Como en toda esta serie y de acuerdo tanto al escaso poder adquisitivo como a lo reciente de la caída económica, los protagonistas no son profesionales del delito sino improvisados, recienvenidos, amateurs. El precedente de todas estas películas son los muchachos de Pizza, birra, faso, oportunistas del choreo que no contaban ni con un arsenal más o menos decente. Aquí, un flaco viene con un dato y se lo pasa a dos hermanos. Entre los tres encaran la escribanía en cuestión, uno da con el botín y se lo lleva. Los otros caen. ¿Cómo se enteró la policía del robo? Otro dato en común de esta serie: como es obvio, los policías no son angelitos de Dios. Estamos en la Argentina post dictadura. De aquí en más la acción se centra en esos tres focos de atención: el pibe que se llevó la plata, sus dos cómplices en cana y los malditos policías que les andan atrás. Hay un cuarto eje, el de la incorporación a una familia, producto del más puro azar, del pibe que logró concretar el robo, y su “adopción” figurada por parte del pater familiae, que ve en él a un segundo hijo.
Como aclara Esteves en la entrevista publicada en la edición de ayer de PáginaI12, La educación del Rey surge de una miniserie titulada del mismo modo, que salió al aire por la televisión provincial unos años atrás. En la serie, la relación entre el pibe, Reynaldo, y su padre sustituto, Carlos, era central. De allí el título, con el juego de palabras referido al nombre apocopado del protagonista. Aquí el tema no deja de tener peso, aunque ese peso tal vez esté más repartido que en la serie, con las dos historias paralelas. Como bien señala en esa entrevista el colega Diego Brodersen, hay fuertes elementos de western en la película de Esteves. El paisaje –llano, abierto, seco, con montañas al fondo–, los personajes (el forastero que llega al pueblo, el joven inexperto, el “pistolero” veterano que lo toma a su cargo), los decorados (la granja en la que vive el amigo del “pistolero”, la locación del final, que parece un rancho o corral abandonado), y hasta el duelo final.
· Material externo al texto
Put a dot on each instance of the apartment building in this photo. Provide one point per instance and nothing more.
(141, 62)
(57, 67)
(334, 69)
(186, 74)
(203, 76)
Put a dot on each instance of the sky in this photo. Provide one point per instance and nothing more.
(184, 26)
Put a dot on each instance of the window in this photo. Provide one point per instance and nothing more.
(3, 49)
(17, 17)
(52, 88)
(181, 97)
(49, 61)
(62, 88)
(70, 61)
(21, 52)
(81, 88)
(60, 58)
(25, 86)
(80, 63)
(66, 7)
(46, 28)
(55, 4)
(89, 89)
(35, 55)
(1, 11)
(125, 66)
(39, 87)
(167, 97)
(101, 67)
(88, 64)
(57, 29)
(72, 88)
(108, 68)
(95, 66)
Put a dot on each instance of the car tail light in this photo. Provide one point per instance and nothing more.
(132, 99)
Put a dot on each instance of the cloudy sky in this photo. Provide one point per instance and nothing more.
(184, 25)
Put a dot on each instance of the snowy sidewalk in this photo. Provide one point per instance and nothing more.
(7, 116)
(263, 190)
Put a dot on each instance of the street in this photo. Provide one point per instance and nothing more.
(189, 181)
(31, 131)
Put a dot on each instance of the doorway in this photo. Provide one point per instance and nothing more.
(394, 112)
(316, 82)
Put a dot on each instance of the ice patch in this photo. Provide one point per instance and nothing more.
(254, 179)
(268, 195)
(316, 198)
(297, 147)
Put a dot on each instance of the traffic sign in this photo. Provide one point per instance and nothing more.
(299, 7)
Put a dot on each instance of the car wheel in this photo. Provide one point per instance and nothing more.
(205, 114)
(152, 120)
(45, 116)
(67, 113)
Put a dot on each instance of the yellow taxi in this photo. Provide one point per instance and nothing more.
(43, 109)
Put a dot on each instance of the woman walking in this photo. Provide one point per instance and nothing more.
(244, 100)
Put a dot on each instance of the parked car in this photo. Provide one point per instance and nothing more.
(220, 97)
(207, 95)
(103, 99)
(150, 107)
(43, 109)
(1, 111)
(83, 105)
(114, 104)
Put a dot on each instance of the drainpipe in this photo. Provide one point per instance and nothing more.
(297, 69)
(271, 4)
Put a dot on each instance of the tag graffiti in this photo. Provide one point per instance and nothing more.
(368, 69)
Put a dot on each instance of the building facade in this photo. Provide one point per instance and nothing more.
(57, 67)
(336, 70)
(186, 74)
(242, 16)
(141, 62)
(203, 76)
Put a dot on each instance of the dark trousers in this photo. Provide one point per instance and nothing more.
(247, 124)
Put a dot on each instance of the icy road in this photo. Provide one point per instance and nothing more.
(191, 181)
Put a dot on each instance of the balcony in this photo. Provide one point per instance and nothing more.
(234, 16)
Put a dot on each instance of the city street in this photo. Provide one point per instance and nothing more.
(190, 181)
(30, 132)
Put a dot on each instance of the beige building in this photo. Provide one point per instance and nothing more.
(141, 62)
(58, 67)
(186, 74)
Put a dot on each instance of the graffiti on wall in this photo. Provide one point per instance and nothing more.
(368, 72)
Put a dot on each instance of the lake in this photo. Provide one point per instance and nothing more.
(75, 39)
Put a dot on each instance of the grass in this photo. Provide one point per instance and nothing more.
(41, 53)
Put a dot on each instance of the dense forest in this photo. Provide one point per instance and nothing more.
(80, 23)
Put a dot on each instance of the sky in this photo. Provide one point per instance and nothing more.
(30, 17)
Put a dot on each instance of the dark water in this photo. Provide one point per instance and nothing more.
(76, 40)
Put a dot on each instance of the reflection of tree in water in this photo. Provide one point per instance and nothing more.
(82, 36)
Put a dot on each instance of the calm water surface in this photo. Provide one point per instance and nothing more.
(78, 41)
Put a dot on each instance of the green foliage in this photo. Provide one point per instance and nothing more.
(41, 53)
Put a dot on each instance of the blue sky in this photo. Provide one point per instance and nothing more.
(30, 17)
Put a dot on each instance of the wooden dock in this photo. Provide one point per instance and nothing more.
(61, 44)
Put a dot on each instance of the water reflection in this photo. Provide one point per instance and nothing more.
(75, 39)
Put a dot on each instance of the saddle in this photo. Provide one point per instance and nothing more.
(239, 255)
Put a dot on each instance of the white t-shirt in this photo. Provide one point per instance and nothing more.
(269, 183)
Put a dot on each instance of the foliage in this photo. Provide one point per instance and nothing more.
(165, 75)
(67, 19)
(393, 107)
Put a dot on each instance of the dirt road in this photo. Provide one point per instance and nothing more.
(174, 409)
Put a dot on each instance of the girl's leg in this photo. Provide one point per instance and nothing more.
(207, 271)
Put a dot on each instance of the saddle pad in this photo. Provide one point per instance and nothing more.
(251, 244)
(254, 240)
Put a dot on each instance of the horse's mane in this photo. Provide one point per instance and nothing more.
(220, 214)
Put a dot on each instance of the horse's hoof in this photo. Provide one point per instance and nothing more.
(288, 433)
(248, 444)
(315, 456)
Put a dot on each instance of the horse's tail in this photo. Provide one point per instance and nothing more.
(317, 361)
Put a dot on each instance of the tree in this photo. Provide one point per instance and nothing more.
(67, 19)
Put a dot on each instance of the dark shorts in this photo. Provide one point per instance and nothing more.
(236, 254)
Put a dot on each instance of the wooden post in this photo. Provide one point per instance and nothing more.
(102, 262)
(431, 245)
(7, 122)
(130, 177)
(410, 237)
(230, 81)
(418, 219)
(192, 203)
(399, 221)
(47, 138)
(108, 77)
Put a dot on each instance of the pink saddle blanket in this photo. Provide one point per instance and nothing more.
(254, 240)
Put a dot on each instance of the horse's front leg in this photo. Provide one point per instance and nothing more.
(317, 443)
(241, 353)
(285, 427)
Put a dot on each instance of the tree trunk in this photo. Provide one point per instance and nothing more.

Hay ciertos desplazamientos, claro. Las comillas obedecen a que en verdad el personaje que interpreta el siempre perfecto Germán de Silva (decididamente, uno de los tres o cuatro mejores actores argentinos en actividad) no es un pistolero sino algo más peculiar: un ex transportador de caudales, que como tal andaba calzado. Y conserva su arma guardada en un cajón. A su vez el western se cruza con el cine negro: la oscuridad misma de algunas locaciones (notoriamente la del final), el motivo del robo en banda (también un tropos del western, desde ya, pero más trabajado en el film noir), el botín oculto, las disputas para su reparto y obviamente toda la participación policial en la historia. Esto no funcionaría si no tuviera el tono adecuado, y La educación del Rey lo tiene. Seca, concisa, fáctica, carente de todo psicologismo, con una música usada en cuentagotas, la película de Esteves tiene un protagonista adecuadamente hierático (el debutante Matías Encinas), un flashback perfectamente innecesario, cuando Reynaldo recuerda el tiroteo en el que viene de participar, una ausencia demasiado en función de la relación central (el hijo de Carlos, que no se sabe por qué desaparece de escena) y un momento incomprensible, cuando un tipo al que un chofer está amenazando se mete en el baúl él solo, sin que el otro diga nada.